Friday, April 25, 2008

Strengthening of Sing Dollar

Singapore's Year on Year inflation as at January 2008 was 6.6%, up from 4.4% in December 2007. (Source : http://www.mas.gov.sg/eco_research/eco_dev_ana/Inflation_Monthly.html)

While the world frets about a possible U.S. recession, global inflation has quietly climbed to historic levels, confronting policy makers with tough choices that could end up hurting the euro and lifting Asian currencies.

At a time when global growth is slowing and prices are rising, a strengthening currency can help protect consumers by increasing their buying power.
(Source : http://banderasnews.com/0802/nw-globalinflation.htm)

In recent reports, Monetary Authority of Singapore is set to strengthen Singapore Currency further and may meet exchange rate of $1.32 against US$ by year end (2008). Stronger Singapore Dollar can help lower inflation as it will cost lesser to import from other countries.

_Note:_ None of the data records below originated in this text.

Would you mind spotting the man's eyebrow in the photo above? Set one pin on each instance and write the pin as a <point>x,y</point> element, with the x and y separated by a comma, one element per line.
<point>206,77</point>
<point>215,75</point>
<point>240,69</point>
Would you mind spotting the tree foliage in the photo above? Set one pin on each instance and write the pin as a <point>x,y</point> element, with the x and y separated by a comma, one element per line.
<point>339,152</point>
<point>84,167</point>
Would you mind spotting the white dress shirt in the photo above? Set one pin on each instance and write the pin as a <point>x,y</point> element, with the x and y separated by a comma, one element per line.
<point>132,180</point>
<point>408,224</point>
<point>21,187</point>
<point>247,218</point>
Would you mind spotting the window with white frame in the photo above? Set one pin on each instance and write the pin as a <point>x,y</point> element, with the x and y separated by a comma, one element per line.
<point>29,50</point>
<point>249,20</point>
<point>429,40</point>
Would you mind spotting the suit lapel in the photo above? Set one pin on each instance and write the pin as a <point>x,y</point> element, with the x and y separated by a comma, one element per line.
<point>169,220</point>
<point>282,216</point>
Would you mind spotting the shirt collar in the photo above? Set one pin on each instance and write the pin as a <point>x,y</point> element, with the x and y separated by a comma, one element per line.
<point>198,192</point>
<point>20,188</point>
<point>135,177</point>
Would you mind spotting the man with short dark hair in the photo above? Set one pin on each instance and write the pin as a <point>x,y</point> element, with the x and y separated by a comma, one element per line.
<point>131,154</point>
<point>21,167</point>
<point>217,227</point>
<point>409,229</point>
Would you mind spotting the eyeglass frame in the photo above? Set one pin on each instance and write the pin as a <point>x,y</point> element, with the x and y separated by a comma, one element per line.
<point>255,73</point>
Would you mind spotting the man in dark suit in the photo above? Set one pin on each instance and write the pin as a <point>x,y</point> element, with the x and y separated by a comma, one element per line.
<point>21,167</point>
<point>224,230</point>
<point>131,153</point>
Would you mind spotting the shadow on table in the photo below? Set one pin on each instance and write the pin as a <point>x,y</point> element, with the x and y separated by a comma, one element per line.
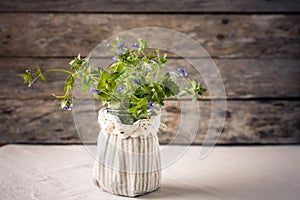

However, adjusting the currency is a double edge sword. With stronger Singapore Dollar, our exports becomes less attractive. Singapore's export are already facing competition from developing nations, where labour cost are much lower, which helped lower cost of exports.

As such, the Monetary Authority will be watchful on how far the currency appreciates in value so that we do not end up edging ourselves out of global competition.